Escribe Federico Jelic
Especial desde Nueva York
Es una cuestión de convencimiento, ya a esta altura, psicología de diván. De terapia.
Argentina vuelve a caer ante Chile en la final de un torneo continental, pagando consecuencias por no convencerse ni sentirse campeón, ante un rival que mostró más oficio y temperamento para las definiciones cruciales.
Esto viene de largo. Tres finales en tres años sin festejos, ante un equipo que vive su hora más gloriosa en lo deportivo, se explica más desde lo mental que desde lo futbolístico, donde hubo paridad absoluta en 240 minutos de juego. Y en los penales, más allá del azar, prevalece la fortaleza anímica. Allí es el talón de Aquiles de esta generación porque cada minuto que pasa, cada oportunidad que desperdicia para ser campeón, se traduce en un lastro muy pesado e incómodo de soportar.
¿Renuncias? Sólo Messi es indispensable. Y Mascherano. El resto bien puede ser parte de un recambio generacional y un reciclaje necesario. Rogamos que el astro de Barcelona lo haya anunciado en caliente, aunque algunos meses de ausencia le vendrían bien para oxigenarse ante tanta presión y frustración. Porque mientras en el conjunto catalán disfruta cada minuto, con Argentina parece querer ser campeón para exculparse, aliviarse, como pidiendo perdón por no ganar antes.
Puntos altos en esta Copa América Centenario para Sergio Romero, ya incuestionable en el horizontal a pesar de no tener minutos en su equipo; Nicolás Otamendi, un pilar defensivo, y la primera parte, Ever Banega, tanto libre como enganche, como acomodándose a la par del volante tapón.

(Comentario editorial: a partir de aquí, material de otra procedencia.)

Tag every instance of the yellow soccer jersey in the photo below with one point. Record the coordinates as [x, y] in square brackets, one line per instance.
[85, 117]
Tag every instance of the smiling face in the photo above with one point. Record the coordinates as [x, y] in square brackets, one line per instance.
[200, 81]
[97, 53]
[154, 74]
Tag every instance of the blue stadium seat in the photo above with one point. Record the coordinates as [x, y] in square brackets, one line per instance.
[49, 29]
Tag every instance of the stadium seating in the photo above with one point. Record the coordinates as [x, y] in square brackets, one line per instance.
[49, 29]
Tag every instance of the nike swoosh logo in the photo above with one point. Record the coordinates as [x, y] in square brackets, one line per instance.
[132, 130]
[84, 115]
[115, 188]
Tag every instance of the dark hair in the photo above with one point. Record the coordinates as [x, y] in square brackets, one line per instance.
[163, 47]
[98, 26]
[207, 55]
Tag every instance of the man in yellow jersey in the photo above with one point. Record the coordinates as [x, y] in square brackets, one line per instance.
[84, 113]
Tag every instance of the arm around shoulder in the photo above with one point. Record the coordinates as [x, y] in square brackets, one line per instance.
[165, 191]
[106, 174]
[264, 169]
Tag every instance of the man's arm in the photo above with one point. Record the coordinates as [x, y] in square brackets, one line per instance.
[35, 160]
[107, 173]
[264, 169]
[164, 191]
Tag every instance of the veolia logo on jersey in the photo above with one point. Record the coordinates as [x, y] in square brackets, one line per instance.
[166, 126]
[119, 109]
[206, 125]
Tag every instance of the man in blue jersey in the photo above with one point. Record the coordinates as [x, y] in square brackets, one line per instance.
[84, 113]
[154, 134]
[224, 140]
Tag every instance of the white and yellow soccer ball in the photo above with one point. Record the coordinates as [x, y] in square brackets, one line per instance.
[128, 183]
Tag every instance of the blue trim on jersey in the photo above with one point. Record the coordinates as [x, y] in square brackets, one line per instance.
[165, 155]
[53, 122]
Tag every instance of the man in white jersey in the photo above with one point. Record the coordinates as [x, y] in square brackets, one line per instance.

Y de Martino, qué puede decirse. Falló en lo esencial de todo maestro de grupo. En fortalecer a su grupo. Se la pasó elogiando a Chile como si fuera un cuco, hasta lo comparó con Alemania, y al respetarlo de esa manera, nunca se convenció de que quería ser campeón. Pasó en dos finales y, en este caso, con el agravante de que contó con un hombre de más y con desinteligencia, le permitió quedar en igualdad de condiciones por no saber controlar la parte emocional, donde Chile puso énfasis para terminar levantando la copa. Así no. Con 18 goles a favor y sólo dos en contra, el trofeo sigue del otro lado de la cordillera de los Andes. No era Alemania, era Chile. Y errores de esa naturaleza se pagan caro, desde un mano a mano regalado hasta dejarse llevar los apellidos importantes y utilizar jugadores heridos en el cotejo clave. Si a eso le sumamos el temor a convencerse a ganar, un equipo ya estructurado como Chile, ante un combinado con individualidades como Argentina, le puede jugar de igual a igual, a pesar de contar con menos talento y jerarquía. La cabeza también juega. Y en eso a Martino le faltó una materia. Pasó dos veces en un año. Un síntoma que agrava el diagnóstico de tantos años sin gloria.